Chinese Pickled Cucumber
Sichuan's quick pickle: cucumber spears salted to weep, then bathed in a sweet-sour brine of rice vinegar, soy, Sichuan peppercorns and dried chillies.
Overview
Cucumbers are cut into spears (or smashed-and-torn for a rougher texture), salted heavily in a colander 30 minutes to weep, then patted dry. A brine of rice vinegar, sugar, light soy, water, sliced ginger, Sichuan peppercorns and dried red chillies brings to a gentle simmer just to dissolve the sugar; cools to room temperature. The drained cucumber goes into a jar; the cooled brine pours over to submerge; refrigerated for 1 hour minimum (overnight ideal). Eats cold straight from the jar.
Ingredients
Cucumbers
- 600 g cucumbers (Persian or English; 4-5 small or 2 large - peel partially if thick-skinned)
- 1 tablespoon salt (for salting)
Brine
- 200 ml rice vinegar (Japanese or Chinese - NOT distilled white)
- 80 g caster sugar
- 4 tablespoons light soy sauce
- 100 ml water
- 4 cm fresh ginger (sliced thin)
- 6 garlic cloves (sliced)
- 2 teaspoons Sichuan peppercorns (lightly bruised)
- 3 dried red chillies (whole, or 1 teaspoon chilli flakes)
- 1 teaspoon sesame oil (added at the end)
Method
Stage 1 - Cut and salt
- Halve cucumbers lengthwise.
- Scoop out the wet seedy core with a teaspoon.

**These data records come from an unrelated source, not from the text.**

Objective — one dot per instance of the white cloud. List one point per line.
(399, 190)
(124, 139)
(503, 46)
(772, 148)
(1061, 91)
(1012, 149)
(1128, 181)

- Cut each half into spears 6 cm long, 1 cm thick - OR slice into 5 mm rounds - OR smash with a cleaver and tear into chunks (see smashed-cucumber.md).
- Place in a colander; sprinkle with 1 tablespoon salt; toss.

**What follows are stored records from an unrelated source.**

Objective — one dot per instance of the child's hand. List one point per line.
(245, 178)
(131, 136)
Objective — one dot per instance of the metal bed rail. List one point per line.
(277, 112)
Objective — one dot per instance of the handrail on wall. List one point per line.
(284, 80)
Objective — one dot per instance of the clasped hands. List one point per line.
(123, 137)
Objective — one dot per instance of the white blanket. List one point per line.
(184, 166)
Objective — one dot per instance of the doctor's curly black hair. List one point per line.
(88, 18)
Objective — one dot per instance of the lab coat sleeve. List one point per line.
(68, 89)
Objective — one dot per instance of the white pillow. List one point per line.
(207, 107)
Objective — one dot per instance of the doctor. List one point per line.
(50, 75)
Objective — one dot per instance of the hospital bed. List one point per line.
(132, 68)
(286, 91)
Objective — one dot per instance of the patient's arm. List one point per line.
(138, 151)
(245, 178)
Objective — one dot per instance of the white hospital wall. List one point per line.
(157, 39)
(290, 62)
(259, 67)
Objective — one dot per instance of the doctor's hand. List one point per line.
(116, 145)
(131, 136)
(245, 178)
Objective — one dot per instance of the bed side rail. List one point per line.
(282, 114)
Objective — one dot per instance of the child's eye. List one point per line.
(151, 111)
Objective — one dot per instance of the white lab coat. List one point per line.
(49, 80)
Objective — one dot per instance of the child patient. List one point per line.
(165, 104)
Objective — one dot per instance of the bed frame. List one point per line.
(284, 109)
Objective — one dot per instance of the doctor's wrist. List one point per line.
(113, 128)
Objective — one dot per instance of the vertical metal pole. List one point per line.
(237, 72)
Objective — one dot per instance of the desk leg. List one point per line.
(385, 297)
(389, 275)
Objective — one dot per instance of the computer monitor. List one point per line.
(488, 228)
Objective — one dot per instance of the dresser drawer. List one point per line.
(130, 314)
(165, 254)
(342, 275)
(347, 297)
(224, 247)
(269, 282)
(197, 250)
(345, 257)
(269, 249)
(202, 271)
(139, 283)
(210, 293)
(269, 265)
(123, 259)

- Rest 30 minutes - the cucumber weeps a noticeable amount of water.
- Press gently with the back of a spoon to extract more.
- Don't rinse - the salt level is part of the pickle.
Stage 2 - Brine
- In a saucepan, combine vinegar, sugar, soy sauce, water, ginger, garlic, Sichuan peppercorns and dried chillies.

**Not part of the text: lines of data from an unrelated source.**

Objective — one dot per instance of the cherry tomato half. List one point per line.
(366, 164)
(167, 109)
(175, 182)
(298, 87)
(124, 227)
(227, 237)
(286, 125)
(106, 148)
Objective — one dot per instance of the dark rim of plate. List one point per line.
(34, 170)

- Heat over medium just until the sugar dissolves and the mixture is steaming - about 3-4 minutes. Don't boil hard; gentle warmth is enough.
- Off heat; cool fully to room temperature.
Stage 3 - Combine
- Pack the salted cucumber spears (and any extracted juice) into a clean 500 ml glass jar.
- Pour the cooled brine over (including the ginger / garlic / chillies / peppercorns).
- The cucumber should be submerged. If not, top up with a little extra rice vinegar.
Stage 4 - Marinate
- Seal the jar.
- Refrigerate at least 1 hour, ideally overnight (24 hours is best).
Stage 5 - Serve
- Lift cucumber pieces out of the brine with chopsticks.
- Pile onto a small plate.
- Drizzle with sesame oil just before serving.
- Optional: scatter with extra sliced chilli or coriander.
Notes
- Sichuan peppercorns are the signature: They give the pickle a faintly numbing, citrusy tingle that distinguishes Chinese cucumber pickle from Japanese / Korean / Western styles. Worth seeking out at any Asian shop.
- Rice vinegar, not white vinegar: Distilled white vinegar is too sharp and one-dimensional. Rice vinegar is the mellow, slightly sweet base that lets the other flavours come through. Chinkiang black vinegar can substitute for a darker, more malty result.
- Salt-then-pat-dry: The 30-minute salt rest is what produces a crunchy pickle. Without it, the cucumber gives up water into the brine and becomes limp.
Storage
- Refrigerated in the sealed jar: 2 weeks.
- The brine intensifies over time; the cucumber slowly softens but stays crunchy enough for the first week.
- The leftover brine can be reused once for a second batch of cucumbers (add 2 tablespoons extra vinegar to compensate for dilution).